Julia, Greenleaf and Jonathan Prince - c. 1855
|To learn more about Jonathan Cilley visit the Thomaston Historical Society.|
Born March 5, 1767 in Nottingham, New Hampshire
Married Jane Nealley on May 22, 1787
|Greenleaf was a farmer, a major in the New Hampshire state militia, and holder of various town offices. He and Jane had seven children, but he died at a very young age in Nottingham in 1808.|
Born 1734 in Nottingham, New Hampshire
Married Sarah Longfellow on November 4, 1756
|Prior to the Revolutionary War, Joseph was a farmer and town
officer. After Lexington and Concord, he was appointed major in Enoch Poor's 2nd New Hampshire
militia. In 1777 he was made colonel of the 1st New Hampshire Regiment in the Continental Army.
He fought at the battles of Bemis Heights, Stoney Point, Monmouth, and Saratoga, and was present
for the surrender of British Gen. Johnny Burgoyne to American Gen. Horatio Gates.
After the war, he was appointed major general of the New Hampshire state militia. He was successively treasurer, vice president, and president of the Order of Cincinnati. He and Sarah raised ten children, and he died in Nottingham in 1799. The portrait above hangs in the New Hampshire State Capitol in Concord.
|To learn more about Joseph Cilley visit SeacoastNH.com.|
Born October 6, 1701 in Hampton, New Hampshire
Married Alice Rawlins about 1725
|Joseph and Alice moved to Nottingham, New Hampshire, in about 1727.

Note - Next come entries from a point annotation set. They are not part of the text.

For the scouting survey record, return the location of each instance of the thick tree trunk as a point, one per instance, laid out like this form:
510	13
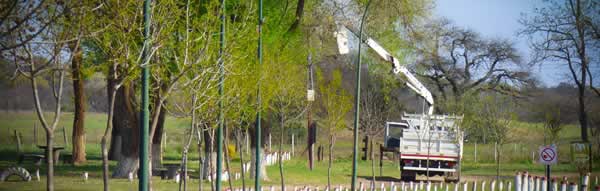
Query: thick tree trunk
78	136
111	108
125	120
263	169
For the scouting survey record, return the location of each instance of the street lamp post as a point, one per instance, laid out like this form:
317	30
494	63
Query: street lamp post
357	100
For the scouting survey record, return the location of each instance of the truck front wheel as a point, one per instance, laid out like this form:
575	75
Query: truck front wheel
408	175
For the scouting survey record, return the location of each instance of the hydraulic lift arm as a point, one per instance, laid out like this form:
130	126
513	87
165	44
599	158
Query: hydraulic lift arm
411	81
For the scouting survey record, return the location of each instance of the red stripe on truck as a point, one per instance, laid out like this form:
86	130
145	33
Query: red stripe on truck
430	156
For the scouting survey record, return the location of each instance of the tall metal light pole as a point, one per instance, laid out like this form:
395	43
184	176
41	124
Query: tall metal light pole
259	104
357	100
143	153
221	81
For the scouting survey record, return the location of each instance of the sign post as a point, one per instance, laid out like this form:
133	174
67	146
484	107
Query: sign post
548	156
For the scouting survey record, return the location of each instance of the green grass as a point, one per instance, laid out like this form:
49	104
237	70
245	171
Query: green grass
525	138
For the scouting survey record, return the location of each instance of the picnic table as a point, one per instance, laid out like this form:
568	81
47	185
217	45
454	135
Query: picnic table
55	151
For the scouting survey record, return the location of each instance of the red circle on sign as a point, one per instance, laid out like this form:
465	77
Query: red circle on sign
548	154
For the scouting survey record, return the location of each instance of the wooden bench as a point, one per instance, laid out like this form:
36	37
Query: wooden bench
36	158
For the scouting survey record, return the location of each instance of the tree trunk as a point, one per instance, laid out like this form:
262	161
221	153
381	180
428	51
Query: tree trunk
263	168
78	136
50	160
331	142
373	182
241	158
280	158
126	121
111	108
299	13
157	155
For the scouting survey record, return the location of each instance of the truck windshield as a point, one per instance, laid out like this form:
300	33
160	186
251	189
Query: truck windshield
396	131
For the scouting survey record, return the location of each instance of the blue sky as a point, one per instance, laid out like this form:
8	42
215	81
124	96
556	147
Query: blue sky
499	18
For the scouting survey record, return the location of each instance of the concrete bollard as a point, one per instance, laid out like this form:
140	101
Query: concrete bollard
585	182
554	186
518	181
428	186
525	182
572	187
544	185
360	186
483	185
130	176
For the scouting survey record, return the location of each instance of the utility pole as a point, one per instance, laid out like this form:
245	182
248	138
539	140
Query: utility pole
221	81
143	153
259	104
356	101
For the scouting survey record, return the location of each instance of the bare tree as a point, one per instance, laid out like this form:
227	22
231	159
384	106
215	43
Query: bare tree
566	32
459	61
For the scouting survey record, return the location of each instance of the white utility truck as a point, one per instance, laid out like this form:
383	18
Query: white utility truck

They settled on Rattlesnake Hill and built a log cabin, where they raised six children. Joseph
held several positions, including tithingman, selectman, surveyor of highways, and captain of
militia. He died in 1782.
Born about 1667 probably in Isles of Shoals, New Hampshire
Married Ann Stanyan before 1697
|Thomas was a sea captain, and lived variously in Hampton, Nottingham, and
Andover, New Hampshire. He and Ann had six children, and he died while visiting his son
Joseph in Nottingham sometime after 1727.
Born 1638 in Stoke-in-Teignhead, England
Married Martha Boaden before 1670
|Thomas most likely came to New England with his four older brothers in
1665. He settled on land west of the Kennebec river and married Martha, a widow with one child.
They eventually had two more children before he died in about 1684. After his arrival in
America, his last name was spelled variously as "Sealy", "Scilley", and finally "Cilley".
Born 1597 in Stoke-in-Teignhead, England
Married before 1618
|Andrew moved at some point to Kingsteinton, England, and raised nine
children. He died there in 1665.
Born about 1550 in Stoke-in-Teignhead, England
Married Julian Selman on January 26, 1591
|Richard and his second wife Julian, herself a widow, had two children.
He also had three children from his first marriage. He died in Stoke-in-Teignhead in 1620.